- Pitcher
- Born: January 30, 1956 (age 70) Cincinnati, Ohio, U.S.
- Batted: RightThrew: Left

MLB debut
- September 22, 1986, for the St. Louis Cardinals

Last MLB appearance
- October 4, 1986, for the St. Louis Cardinals

MLB statistics
- Games pitched: 3
- Earned run average: 0.00
- Strikeouts: 2
- Stats at Baseball Reference

Teams
- St. Louis Cardinals (1986);

= Bill Earley =

American baseball player (born 1956)

William Albert Earley (born January 30, 1956) is an American former pitcher in Major League Baseball who played for the St. Louis Cardinals during the 1986 season. Listed at 6' 4", 200 lb., he batted right handed and threw left handed.

==Career==
Earley was selected originally by the Kansas City Royals in the 11th round of the 1977 MLB draft, but did not sign. He later played from 1978 through 1985 in the Chicago Cubs and Texas Rangers Minor League systems before joining the Louisville Redbirds of the American Association, the Cardinals' highest affiliate team.
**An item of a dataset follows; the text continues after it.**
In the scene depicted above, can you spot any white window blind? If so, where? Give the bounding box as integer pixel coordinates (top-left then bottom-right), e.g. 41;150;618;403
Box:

In 1986, Earley led the Redbirds with 15 saves (second in the league) in 52 pitching appearances (third in the league), while topping the league with 42 games finished. Overall, his 15 saves were the most by a Cardinal AAA pitcher since Mike Proly, who saved 17 games in 1975.

Besides, Earley played winter ball with the Leones del Caracas and Águilas del Zulia clubs of the Venezuelan League between the 1982 and 1984 seasons, as well as for the Indios de Mayagüez of the Puerto Rico League in the 1986 Caribbean Series.